Basurales, alacranes, calles inundadas, barriales, cables sueltos, postes que se caen, yuyales y baldíos conforman la escenografía que el whatsapp encastra a fuerza de realidad. Obras mal ejecutadas, vandalismo, zonas abandonadas a la buena de Dios. Pavimentos que se horadan a la primera lluvia. De la capital a Concepción; de Yerba Buena y Tafí Viejo hacia los Valles; de Banda del Río Salí y Las Talitas al interior profundo que exhibe cráteres disfrazados de rutas y caminos vecinales. Cada denuncia llega rigurosamente documentada, lo que potencia su credibilidad. La evidencia desarma el manual de excusas de los funcionarios o empresarios de turno. Los pasajeros están hartos de los choferes que se bajan a charlar o a jugar a la quiniela en medio del recorrido. Y también del estado de las unidades, sobre todo de las líneas que cubren el trayecto al sur y a San Pedro de Colalao. A veces no se dimensiona hasta qué punto se vive mal en Tucumán.

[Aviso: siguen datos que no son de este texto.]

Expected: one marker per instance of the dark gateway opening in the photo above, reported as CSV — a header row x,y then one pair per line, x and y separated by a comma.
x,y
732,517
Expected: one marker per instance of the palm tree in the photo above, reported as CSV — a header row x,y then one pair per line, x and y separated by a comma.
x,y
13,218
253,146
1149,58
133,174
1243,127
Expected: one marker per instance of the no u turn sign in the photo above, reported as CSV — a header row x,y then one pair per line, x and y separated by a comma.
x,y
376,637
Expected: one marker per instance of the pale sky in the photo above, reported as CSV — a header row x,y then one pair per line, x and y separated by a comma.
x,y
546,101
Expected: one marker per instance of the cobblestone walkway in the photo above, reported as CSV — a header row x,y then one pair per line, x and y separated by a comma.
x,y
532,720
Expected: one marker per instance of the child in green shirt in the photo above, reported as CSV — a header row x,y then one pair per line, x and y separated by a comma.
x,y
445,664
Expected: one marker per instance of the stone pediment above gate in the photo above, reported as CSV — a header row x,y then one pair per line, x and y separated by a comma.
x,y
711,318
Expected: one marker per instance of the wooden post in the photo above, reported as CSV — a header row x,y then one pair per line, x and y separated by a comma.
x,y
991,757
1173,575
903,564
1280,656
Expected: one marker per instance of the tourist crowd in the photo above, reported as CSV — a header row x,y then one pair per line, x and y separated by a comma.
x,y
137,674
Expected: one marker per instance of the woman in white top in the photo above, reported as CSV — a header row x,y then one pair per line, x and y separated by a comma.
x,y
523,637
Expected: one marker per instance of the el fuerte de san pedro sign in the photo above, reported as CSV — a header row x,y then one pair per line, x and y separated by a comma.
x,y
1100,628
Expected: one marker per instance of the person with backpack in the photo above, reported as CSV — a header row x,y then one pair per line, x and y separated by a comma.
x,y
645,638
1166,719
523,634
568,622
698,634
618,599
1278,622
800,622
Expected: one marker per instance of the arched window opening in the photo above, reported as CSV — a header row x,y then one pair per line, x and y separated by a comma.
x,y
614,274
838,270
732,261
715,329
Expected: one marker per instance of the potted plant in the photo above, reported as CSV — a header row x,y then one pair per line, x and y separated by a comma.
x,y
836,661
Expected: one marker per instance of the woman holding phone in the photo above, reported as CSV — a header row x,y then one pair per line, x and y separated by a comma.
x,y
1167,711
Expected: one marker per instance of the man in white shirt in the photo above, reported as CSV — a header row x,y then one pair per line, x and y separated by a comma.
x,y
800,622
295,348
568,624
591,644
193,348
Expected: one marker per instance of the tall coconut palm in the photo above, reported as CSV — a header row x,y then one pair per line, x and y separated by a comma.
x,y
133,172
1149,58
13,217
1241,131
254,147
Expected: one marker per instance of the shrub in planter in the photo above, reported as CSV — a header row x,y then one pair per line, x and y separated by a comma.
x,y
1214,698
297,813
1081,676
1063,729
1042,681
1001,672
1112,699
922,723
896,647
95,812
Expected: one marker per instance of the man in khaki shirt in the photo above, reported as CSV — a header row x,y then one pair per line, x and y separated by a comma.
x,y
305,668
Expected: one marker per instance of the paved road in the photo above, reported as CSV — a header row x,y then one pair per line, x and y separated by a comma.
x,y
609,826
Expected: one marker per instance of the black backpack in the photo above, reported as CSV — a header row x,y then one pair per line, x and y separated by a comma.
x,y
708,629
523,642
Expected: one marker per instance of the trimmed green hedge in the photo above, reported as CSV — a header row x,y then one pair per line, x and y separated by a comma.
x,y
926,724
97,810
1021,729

Más difícil es dinamitar las barreras del miedo, por más confidencial que sea un sistema de denuncias. “Acá venden drogas todos los días”, “no se aguantan más los robos”, “ni siquiera se puede esperar el colectivo en paz” y un sinfín de etcéteras enhebran el discurso de la desprotección. La familia, además de disfuncional, lidia con la inseguridad.
Por un lado está la sociedad, desbordada de problemas y urgida de soluciones. Por el otro, estructuras que no dan abasto para afrontar tantos reclamos, y en gran medida deslegitimadas por culpa de sus propios pecados. De estos desafíos, quienes gobiernan y quienes pretenden hacerlo no dicen una palabra.